When wacky advertising turns out to be TOO wacky: earlier today, we were taken by the story of octogenarian Ethel Goldschmidt and her beer company, Ethel's Brew. But it seems Goldschmidt and her company were completely fabricated elements of a make-believe ad campaign by advertising agency DDB, created essentially to tout the company's expertise at successfully being able to make shit up and lie to people about it. It turns out they're very good at it!

According to a press release, DDB took credit for the project saying, "the effort was created to raise awareness of DDB's successful social creativity approach through the case-in-point development of an exceptionally creative brand with only a two-week marketing window and minimal budget." As for the actual product, the beer was contract brewed by French company Brasserie Duyck, and 15,000 units were distributed last week at several hotels, bars and parties throughout the Cannes Lions International Festival of Creativity.

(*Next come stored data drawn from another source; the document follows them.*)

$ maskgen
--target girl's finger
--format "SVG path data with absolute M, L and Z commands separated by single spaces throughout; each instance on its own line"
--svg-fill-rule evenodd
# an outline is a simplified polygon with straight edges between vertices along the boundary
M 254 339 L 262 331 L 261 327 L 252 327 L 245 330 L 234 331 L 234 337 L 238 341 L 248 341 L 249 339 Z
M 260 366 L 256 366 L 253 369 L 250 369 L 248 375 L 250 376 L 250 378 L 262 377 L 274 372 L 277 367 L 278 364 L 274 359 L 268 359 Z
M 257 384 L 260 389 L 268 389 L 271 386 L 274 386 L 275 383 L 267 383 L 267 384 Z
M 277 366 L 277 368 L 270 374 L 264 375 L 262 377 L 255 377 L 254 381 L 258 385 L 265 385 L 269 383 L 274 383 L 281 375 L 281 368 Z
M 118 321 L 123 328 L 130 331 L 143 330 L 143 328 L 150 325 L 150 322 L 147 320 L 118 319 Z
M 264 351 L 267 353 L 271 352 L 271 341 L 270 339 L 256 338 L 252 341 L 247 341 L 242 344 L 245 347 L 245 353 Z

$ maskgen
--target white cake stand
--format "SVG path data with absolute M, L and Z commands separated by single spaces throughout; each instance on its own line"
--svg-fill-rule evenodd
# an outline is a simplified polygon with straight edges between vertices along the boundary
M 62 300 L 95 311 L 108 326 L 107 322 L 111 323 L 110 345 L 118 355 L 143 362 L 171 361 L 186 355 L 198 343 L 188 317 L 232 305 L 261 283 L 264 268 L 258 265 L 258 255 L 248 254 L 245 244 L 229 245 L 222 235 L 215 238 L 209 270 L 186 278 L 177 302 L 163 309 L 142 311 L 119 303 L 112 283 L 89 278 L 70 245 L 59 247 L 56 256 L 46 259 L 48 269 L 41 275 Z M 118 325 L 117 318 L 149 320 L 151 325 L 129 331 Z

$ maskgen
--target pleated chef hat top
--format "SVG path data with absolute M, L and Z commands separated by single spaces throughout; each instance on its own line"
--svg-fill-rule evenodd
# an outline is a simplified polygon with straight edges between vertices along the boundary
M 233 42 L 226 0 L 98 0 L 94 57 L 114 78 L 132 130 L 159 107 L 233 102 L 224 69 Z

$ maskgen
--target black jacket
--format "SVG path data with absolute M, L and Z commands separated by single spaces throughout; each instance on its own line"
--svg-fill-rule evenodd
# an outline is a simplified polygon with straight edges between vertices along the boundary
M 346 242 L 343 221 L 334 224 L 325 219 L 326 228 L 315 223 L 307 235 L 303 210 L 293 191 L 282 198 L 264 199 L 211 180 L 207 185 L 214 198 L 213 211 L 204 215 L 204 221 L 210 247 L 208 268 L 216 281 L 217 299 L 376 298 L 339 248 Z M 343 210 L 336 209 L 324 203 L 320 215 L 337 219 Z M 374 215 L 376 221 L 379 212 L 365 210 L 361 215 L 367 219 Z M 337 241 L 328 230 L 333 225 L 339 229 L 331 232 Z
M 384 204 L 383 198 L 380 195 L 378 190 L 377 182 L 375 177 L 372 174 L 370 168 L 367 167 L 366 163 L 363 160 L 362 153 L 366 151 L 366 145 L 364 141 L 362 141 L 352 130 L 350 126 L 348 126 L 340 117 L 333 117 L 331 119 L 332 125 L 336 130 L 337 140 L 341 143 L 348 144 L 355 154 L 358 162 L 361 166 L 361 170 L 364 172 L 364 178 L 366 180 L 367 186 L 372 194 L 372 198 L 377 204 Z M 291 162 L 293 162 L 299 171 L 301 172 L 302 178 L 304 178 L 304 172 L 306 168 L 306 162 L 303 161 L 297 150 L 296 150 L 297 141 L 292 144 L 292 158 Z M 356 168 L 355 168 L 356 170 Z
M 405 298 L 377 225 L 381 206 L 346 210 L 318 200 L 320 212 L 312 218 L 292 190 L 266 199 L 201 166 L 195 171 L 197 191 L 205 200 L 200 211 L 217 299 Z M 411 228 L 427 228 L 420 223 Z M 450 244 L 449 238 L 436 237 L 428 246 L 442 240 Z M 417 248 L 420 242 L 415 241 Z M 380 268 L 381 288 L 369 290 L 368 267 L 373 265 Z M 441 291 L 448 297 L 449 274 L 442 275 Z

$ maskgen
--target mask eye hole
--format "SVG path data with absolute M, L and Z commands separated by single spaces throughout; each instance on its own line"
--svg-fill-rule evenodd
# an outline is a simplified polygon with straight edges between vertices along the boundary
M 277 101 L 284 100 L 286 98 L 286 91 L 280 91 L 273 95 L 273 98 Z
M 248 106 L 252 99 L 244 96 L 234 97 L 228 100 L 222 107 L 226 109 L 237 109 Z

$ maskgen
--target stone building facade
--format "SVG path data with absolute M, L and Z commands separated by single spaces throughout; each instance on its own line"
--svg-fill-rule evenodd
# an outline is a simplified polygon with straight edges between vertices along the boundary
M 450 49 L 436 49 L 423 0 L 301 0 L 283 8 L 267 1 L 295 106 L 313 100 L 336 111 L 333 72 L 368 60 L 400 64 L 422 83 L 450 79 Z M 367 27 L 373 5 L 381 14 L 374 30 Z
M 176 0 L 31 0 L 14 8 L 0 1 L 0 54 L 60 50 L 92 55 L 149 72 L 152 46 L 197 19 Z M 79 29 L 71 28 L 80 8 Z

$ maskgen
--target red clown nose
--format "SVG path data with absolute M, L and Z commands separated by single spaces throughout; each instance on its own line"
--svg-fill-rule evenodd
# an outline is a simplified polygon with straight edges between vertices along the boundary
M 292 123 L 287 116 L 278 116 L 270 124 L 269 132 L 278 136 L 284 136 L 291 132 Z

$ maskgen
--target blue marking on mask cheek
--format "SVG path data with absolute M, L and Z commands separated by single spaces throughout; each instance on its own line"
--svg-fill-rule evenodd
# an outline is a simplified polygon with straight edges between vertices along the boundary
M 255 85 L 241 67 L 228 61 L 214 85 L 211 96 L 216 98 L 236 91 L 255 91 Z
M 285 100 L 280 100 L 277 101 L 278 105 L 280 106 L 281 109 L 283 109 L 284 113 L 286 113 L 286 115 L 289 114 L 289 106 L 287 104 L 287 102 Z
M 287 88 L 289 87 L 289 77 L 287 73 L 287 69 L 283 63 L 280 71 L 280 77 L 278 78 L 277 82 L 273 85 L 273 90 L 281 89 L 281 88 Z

"This year in Cannes, instead of just throwing a huge expensive party, we wanted to create something that would be far-reaching, reflective of DDB's creative nature, and showcase the use of social creativity to produce tangible results for a brand in a short two-week time frame," said Amir Kassaei, DDB Worldwide's Chief Creative Officer and the man who came up with this campaign. "Anyone can throw an over-the-top party, but pulling off a brand and product launch on a shoestring budget is a more exciting challenge for our teams."

So to be clear, DDB's "creative nature" comes across as a smug attempt at self-congratulatory pranking? Is it that they want to be more like the Yes Men? We suppose they are really good at selling products when the products don't exist. But just because you're good at sending out press releases and email blasts for fake companies whose backstories are really interesting doesn't guarantee you'll be great at doing so with real companies—you know, ones who don't have the marketable advantage of 88-year-old grandmothers from Williamsburg pursuing lifelong dreams of becoming beer barons.

Here's was the email we were sent from Ethel's grandson, Seth Goldschmidt:

Hope that all is well! Check out Ethel's Brew (ethelsbrew.com), created by my 88-year-old grandmother - the eponymous Ethel - who is a Williamsburg native and is launching a beer brand that all started in our basement! She’s got the personality for a grandmother and is loving all of the attention her launch of her new brew.

Several links to websites were included with the pitch, as well as a phone number for Seth—when we called it, it went straight to a voicemail purportedly left by Ethel.

Here's how Chuck Brymer, CEO of DDB Worldwide, explained making up an 88-year-old woman as a way to pat themselves on the back: "We wanted to do something unexpected. Like take an 88-year-old woman and have her create demand by engaging with consumers with unpredictable and funny messages on Twitter and Facebook. Or have her make a low-budget home video introducing Ethel's Brew in her outdated, 70's decor living room."

DDB did not immediately respond to a request for comment about the ruse.